MILES CITY, MONTANA—Alone on the range, where the buffalo no longer roam, deer were no where to be seen, and a lone antelope glumly stared at me from behind a barbwire fence. After turning right at Harlem, Montana, where I topped of Blue’s tank, for most of the 200-mile ride south to Billings through the Fort Belknap Indian Reservation on MT 66, US 191, MT 19, and US 87, was a lone blue speck on the two-lane asphalt cutting through fields of greenish brown short grass toward the Little Rocky Mountains.
The traffic consisted of 11 RVs, five cars, two pickups, and one motorcycle. All of them boing the other way. The landscape is, for the most part, without tall features, except for the odd lone tree, a hardy outlier that’s made its way away from the streams and creeks where its kind congregate in these parts. Every 5 or 10 miles I passed what I assumed was a ranch. The only hint was the mail box on post next to a gravel road that disappeared over a hill to the east or west. I saw no people, other than those in the 11 RVs, five cars, two pickups, and one motorcycle (I counted) going in the other direction.
Flying low over the undulating terrain, I was struck with an aviation malady, automatic rough, where odd sounds and vibrations metaphysically amplify and become dire problems that will leave the hapless pilot stranded in the middle of nowhere, days from any help or rescue. Whether in an airplane or on a motorcycle, it’s your subconscious reminder to pay attention. Or to focus the mind elsewhere, once assured all is will mechanically.
Humming along at the 70 mph limit, the road was mine, and I wondered at what speed the first inhabitants of this lands traveled. Surely a horse cannot sustain an all-day gallop like Blue. Then again, horses can live off the land, and Blue needs dead dinosaurs from time to time. Although he was still three-quarters full I topped him off at the general store in Grass Valley, about a hundred miles south, there 91 octane was only $4.09.
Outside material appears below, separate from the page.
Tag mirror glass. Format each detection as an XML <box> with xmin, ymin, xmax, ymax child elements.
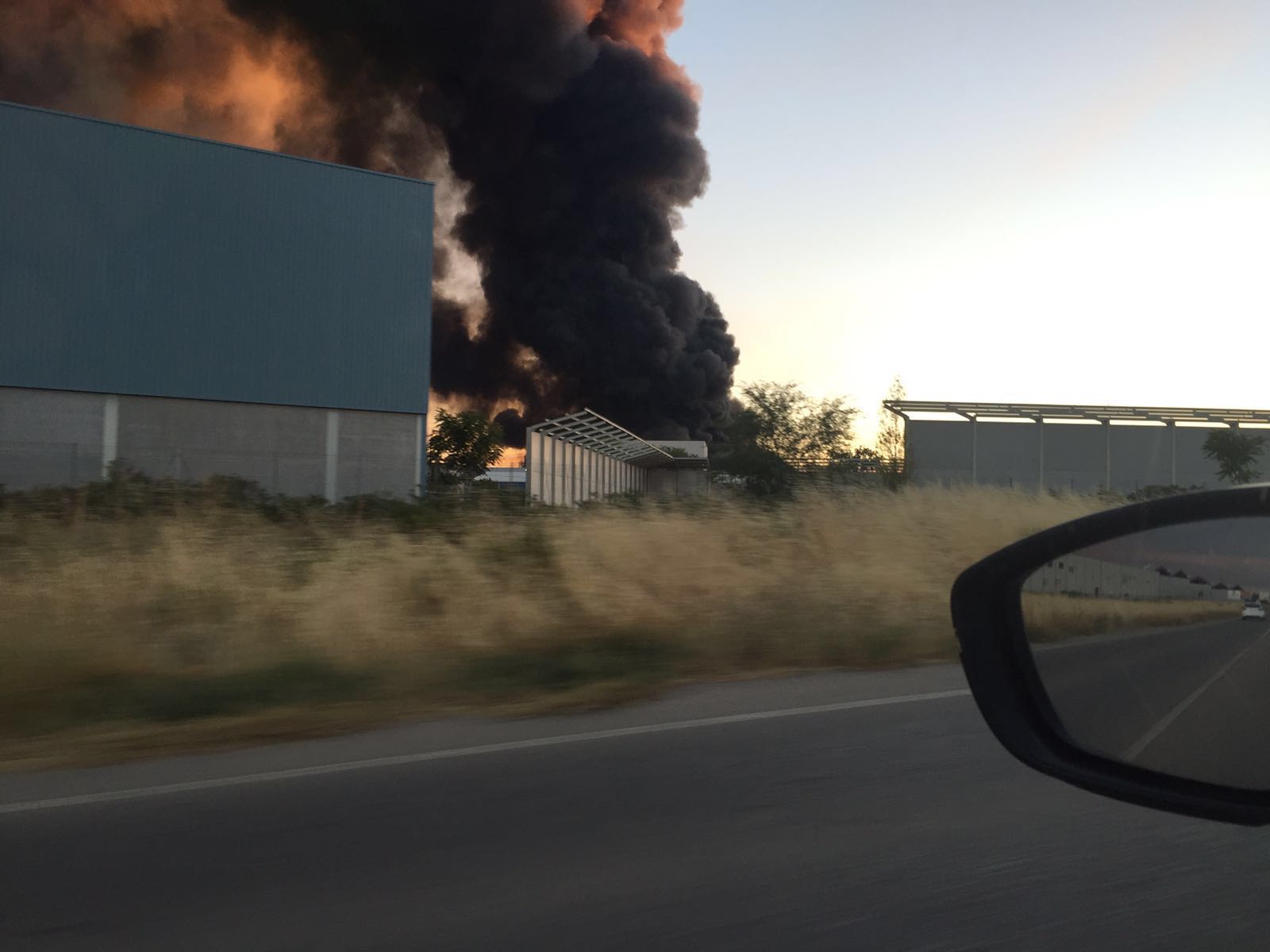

Completing my business at the Billings airport, one of the guys was talking to showed me a two-lane out of town that took me by Pompey’s Pillar. The road took me by the National Monument that bears the only surviving physical evidence or Lewis & Clark’s passing. On July 25, 1806, William Clark scribed his name into the soft sandstone. There’s an interpretive center, but I know the story, saw Ken Burn’s documentary, and read the books. Instead of paying $7 a vehicle to see one man’s graffiti, I jumped on I-94 and headed toward North Dakota.
Worried that the North Dakota oil boom was still occupying most of the motel rooms at exorbitant rates, I pulled up short at Miles City, a charming little town of 8,400 and the seat of Custer County. Wandering Main Street in search of dinner I ambled into the Montana Bar & Steakhouse. Having had enough alone time this day, I sat booth in the bar rather than in the vacant dining room. At 1630, people were more interested in drinking than eating.
It was an opulent cowboy bar, complete with horns and stuffed critters staring down at you from their mounts just below the pressed tin ceiling. But there were so many things wrong with this picture. Rock & Roll was filling the room with sound, competing with the beer amplified laughter of boisterous boys. For awhile, ball caps outnumbered cowboy hats two to one, but parity reigned halfway through my half-pound Montana Burger, with cheese, bacon, and a hard fried egg on it, and a cup of delicious wild rice and mushrooms.
All the servers and bartenders were female, and they all displayed ink. One TV was tuned to the Weather Channel and the other to ESPN. No one seemed to be watching either of them. Most of the men wore jeans. Those with boots were generally older and wrapped their torsos in western-style shirts under the Stetson. The younger ones went to sneakers and t-shirts. But there were two khaki and polo shirts, one tie, and runner guy, in a poly-pro shirt, shorts, and those lightweight New Balance “barefoot” shoes. No one paid attention to the stranger stuffing his face, but the bartender wished me a safe trip when I paid my bill before hitting the road for the Super 8 at the edge of town.